Tombini Says Brazil to Act in Timely Way to Slow Inflation

Brazil’s central bank will do what’s necessary in a timely way to ensure inflation starts slowing in the second half of this year, central bank President Alexandre Tombini said. Swap rates rose.

“The bank increased rates in April, and will continue to work in that sense,” Tombini told reporters today following a speech in Rio de Janeiro. “We are in the middle of this process, and in two weeks we will define the new interest rate for the Brazilian economy.”

The central bank last month raised its benchmark rate for the first time since July 2011 amid signs that price increases are undermining Brazil’s economic recovery by curbing demand and investors’ confidence. Policy makers are scheduled to decide again on rates in a May 28-29 meeting.

Inflation in the world’s biggest emerging market after China is near the 6.5 percent upper limit of the central bank’s target range even after growth slowed for two straight years. President Dilma Rousseff’s administration is trying to rein in consumer prices without jeopardizing faster economic growth.
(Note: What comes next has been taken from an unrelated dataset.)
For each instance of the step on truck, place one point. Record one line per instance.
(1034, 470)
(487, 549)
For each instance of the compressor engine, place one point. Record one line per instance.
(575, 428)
“The central bank is vigilant and will do what’s needed, in a timely way, to put inflation in a declining trend in the second half, and to ensure that that trend will continue next year,” Tombini said in today’s speech.

Swap Rates

Swap rates on the January 2014 contract rose 7 basis points to 8.05 percent at 4:53 p.m. local time as traders raised bets policy makers may increase the pace of interest rate increases.

Policy makers in April lifted the Selic rate by a quarter-percentage point to 7.5 percent in a 6-to-2 vote, after keeping it at a record low since October.

“Those who believe in a half a percentage point rate increase will seek support and will find it in the speech” Tombini made today, Newton Rosa, chief economist at SulAmerica Investimentos, said in phone interview from Sao Paulo.

Brazil’s economic growth accelerated less than expected in March, the central bank said in a report today.

The seasonally adjusted economic activity index, a proxy for gross domestic product, rose 0.72 percent in March after falling a revised 0.36 percent in February. Analysts expected a 0.85 percent increase, according to the median estimate of 24 economists surveyed by Bloomberg.

Retail sales in March fell for the second straight month, as consumers reigned in supermarket purchases, the national statistics agency said this week.

The central bank’s indicator shows the economy expanded at an annualized pace of 4.25 percent first quarter, which is in line with policy makers’ forecasts for 3.1 percent growth this year, Tombini said. GDP climbed 0.9 percent in 2012.